In this blog, I'm starting a mini-series on the development of Serializer/Deserializer (SerDes or SERDES) functions embedded in FPGAs. I discussed some of the background on SerDes technology in FPGAs with Mike Peng Li, Altera Fellow, and Salman Jiva, senior marketing manager for high-end products at Altera. Both Mike and Salman have many years of technical and marketing experience with SerDes technology as it applies to FPGAs. We started out talking about the key issues faced by FPGA suppliers over the last five years with respect to SerDes. (If you are new to SerDes technology, a good resource to use to review the basics is a DesignCon 2004 paper from Dave Lewis titled "SerDes Architectures and Applications.")

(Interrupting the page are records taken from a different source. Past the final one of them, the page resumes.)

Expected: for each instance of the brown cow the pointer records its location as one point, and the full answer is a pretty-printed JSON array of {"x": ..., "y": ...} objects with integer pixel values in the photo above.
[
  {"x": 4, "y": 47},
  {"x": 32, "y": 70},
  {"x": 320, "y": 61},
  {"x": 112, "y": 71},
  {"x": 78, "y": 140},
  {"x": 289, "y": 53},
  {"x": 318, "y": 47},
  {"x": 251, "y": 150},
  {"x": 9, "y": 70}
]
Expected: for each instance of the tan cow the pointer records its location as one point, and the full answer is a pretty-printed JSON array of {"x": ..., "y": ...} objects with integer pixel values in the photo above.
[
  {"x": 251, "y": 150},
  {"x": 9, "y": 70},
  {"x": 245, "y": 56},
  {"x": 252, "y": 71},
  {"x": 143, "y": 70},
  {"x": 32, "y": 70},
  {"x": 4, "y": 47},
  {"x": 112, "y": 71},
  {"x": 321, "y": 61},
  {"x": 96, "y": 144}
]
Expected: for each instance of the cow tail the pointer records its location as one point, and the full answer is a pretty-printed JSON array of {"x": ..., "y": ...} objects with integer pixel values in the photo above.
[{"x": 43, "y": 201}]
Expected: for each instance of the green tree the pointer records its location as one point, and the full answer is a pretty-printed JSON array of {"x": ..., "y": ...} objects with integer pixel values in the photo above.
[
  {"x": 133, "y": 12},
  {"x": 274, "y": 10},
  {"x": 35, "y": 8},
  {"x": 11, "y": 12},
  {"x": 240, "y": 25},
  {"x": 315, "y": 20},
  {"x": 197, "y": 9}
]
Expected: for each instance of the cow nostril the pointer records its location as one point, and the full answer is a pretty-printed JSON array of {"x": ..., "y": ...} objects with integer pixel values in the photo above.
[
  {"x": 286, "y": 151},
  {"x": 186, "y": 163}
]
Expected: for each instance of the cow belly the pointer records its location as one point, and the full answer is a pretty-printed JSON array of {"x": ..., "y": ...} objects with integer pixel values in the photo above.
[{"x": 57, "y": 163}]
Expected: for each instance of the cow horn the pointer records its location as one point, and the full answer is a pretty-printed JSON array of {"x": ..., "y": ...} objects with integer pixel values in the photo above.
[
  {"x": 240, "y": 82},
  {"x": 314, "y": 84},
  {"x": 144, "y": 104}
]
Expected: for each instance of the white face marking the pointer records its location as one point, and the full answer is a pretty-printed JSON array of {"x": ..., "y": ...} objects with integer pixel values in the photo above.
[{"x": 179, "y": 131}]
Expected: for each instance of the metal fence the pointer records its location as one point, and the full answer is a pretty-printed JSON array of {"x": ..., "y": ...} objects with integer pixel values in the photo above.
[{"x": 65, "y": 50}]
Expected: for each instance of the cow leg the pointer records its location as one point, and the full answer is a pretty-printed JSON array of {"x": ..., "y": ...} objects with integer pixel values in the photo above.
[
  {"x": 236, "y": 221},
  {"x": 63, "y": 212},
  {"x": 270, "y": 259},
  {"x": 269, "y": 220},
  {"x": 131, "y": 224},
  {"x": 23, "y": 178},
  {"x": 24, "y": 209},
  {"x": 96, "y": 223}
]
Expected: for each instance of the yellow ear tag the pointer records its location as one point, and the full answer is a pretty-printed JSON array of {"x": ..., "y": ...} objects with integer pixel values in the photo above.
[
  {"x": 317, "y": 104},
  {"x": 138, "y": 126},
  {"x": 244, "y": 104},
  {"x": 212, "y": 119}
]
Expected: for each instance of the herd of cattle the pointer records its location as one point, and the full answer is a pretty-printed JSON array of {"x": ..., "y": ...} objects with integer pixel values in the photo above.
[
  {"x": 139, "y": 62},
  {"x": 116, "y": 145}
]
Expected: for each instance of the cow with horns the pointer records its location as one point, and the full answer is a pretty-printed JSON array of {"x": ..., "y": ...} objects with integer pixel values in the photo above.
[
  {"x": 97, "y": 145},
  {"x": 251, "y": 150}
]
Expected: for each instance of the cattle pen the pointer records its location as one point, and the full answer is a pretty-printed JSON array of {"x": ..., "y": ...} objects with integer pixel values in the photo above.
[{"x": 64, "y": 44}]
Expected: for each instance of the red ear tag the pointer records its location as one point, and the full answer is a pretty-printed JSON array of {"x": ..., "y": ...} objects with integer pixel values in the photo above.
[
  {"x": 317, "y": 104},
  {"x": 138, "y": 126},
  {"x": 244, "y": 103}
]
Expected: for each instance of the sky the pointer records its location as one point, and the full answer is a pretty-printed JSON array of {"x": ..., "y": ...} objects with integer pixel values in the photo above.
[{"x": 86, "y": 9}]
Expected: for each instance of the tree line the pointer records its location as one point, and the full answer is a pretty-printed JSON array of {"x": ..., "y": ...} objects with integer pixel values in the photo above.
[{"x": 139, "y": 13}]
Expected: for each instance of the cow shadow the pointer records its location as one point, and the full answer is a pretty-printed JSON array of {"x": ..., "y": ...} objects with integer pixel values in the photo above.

A short history of SerDes in FPGAs
SerDes functions have been available in FPGAs for several years. The growth in functionality of the SerDes is fairly well represented in the block diagram of the Altera high-speed serial transceivers used in the 40nm Stratix-IV FPGAs as illustrated below (click here to see a larger, more detailed version of this image):
In the early days, the embedded FPGA SerDes function (the hard coded portion not implemented in FPGA's programmable fabric) was just the Physical Media Attachment (PMA) portion of the overall subsystem; this is shown on the left-hand side of the diagram above. The designer needed to create (or use a supplied soft macro IP block) the Physical Coding Sublayer (PCS), which is shown in the middle of the above diagram. Also, examples of the PIPE or PCIe interface to the designer's logic are shown on the right-hand side of the diagram. Over time -- and as serial communications standards became more stable -- these digital elements of the design were converted to hard implementations, thereby saving a significant amount of the FPGA's programmable fabric, reducing power consumption and improving performance.

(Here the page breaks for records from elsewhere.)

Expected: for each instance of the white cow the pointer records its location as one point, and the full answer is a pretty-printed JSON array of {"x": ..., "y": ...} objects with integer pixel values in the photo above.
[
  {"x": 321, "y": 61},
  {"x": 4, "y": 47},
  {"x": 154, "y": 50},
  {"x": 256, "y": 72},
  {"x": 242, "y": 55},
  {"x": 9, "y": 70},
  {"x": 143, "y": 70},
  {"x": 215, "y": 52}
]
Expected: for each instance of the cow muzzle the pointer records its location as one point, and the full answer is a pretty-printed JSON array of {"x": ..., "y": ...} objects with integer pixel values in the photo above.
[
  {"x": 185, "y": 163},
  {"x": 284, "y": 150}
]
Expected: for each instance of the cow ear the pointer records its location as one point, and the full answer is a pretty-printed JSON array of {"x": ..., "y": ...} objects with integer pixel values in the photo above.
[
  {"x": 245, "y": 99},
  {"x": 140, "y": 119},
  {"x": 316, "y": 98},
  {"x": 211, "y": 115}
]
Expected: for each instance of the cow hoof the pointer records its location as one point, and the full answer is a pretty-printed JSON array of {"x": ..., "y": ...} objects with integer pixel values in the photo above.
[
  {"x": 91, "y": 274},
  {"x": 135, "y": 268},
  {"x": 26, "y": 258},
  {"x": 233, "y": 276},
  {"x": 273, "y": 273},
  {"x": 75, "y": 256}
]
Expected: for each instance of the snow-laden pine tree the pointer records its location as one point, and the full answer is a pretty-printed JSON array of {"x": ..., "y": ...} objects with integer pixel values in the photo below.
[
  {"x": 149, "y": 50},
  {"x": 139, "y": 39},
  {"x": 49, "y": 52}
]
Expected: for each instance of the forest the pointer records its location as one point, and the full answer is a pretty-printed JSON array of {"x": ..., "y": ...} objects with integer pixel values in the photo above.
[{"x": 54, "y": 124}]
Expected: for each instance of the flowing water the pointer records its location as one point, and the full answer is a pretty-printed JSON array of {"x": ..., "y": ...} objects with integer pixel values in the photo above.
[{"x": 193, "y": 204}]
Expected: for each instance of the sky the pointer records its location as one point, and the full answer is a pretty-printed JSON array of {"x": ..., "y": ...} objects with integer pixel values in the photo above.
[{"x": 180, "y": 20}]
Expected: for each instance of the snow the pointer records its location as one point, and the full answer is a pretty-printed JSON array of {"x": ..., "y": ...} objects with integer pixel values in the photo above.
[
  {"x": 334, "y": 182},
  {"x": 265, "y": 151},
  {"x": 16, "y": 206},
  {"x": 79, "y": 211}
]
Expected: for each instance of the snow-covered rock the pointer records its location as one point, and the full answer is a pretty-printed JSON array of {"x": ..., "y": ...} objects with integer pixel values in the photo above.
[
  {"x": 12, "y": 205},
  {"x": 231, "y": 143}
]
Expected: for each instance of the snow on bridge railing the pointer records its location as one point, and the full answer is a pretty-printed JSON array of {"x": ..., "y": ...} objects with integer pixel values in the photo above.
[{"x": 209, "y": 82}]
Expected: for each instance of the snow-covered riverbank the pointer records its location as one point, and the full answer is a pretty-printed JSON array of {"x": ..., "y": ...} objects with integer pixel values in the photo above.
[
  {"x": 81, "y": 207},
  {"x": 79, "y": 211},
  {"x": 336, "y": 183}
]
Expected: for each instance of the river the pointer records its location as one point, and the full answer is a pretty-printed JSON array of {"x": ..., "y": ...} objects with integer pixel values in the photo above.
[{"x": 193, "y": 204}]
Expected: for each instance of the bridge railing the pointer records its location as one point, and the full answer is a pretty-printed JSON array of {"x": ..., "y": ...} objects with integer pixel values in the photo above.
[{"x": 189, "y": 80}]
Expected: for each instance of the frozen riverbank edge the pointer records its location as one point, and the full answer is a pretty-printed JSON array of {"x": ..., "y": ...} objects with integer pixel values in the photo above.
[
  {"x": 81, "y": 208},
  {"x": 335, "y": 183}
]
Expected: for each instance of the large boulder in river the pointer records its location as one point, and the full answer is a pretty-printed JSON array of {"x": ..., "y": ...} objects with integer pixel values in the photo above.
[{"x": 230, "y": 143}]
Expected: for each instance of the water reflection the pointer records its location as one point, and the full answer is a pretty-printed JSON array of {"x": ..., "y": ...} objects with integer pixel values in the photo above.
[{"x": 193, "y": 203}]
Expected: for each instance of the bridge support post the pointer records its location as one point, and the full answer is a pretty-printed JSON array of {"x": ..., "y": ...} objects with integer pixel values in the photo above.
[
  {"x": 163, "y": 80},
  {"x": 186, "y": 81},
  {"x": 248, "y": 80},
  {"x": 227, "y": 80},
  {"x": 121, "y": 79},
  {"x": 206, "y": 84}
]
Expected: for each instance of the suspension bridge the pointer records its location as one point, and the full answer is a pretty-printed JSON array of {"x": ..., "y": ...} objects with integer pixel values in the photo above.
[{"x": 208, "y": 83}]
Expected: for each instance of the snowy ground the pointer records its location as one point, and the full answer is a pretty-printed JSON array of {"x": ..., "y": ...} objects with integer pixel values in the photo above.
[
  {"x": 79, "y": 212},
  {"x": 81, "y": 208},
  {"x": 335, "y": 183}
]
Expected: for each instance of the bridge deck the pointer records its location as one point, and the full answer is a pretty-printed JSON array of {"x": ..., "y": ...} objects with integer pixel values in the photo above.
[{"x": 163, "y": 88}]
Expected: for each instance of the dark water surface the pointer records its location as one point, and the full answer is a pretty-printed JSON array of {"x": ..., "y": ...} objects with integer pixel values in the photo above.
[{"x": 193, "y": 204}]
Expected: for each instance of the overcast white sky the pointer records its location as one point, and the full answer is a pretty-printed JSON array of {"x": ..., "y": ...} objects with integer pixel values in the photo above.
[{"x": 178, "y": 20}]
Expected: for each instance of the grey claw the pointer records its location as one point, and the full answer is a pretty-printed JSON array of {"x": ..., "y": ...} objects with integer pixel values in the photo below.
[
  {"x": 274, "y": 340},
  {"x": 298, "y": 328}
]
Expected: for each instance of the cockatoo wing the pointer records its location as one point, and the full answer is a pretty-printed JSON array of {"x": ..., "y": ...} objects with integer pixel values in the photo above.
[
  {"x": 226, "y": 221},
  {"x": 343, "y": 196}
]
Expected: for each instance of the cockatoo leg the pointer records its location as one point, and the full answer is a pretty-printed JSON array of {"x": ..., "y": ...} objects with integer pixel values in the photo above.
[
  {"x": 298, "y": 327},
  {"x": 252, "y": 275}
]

The PMA section includes a programmable equalization section. This acts as a high-pass filter to the data signal as it enters the receiver and rebuilds the signal so it can be interpreted correctly by the Clock Data Recovery (CDR) unit. The CDR circuit is used to extract a clock from the serial input, so that the data can be captured with the correct timing characteristics. The bit deserializer takes the correctly extracted serial data stream and creates a parallel data word for use in the PCS section. Converting to a parallel data word at this stage makes it easier to meet the aggressive timing requirements of high-speed communications standards.
The PCS section includes digital functionality to comply with a number of key protocols used in backplane, chip-to-chip, and chip-to-module applications. Examples of PCS functions are the 8b/10b encoder/decoder, phase-compensation FIFO buffers, word aligner, and rate matcher to deliver protocol compliance within the transceiver block. State machines can be included to support specific protocols like PCIe, GbE, and XAUI.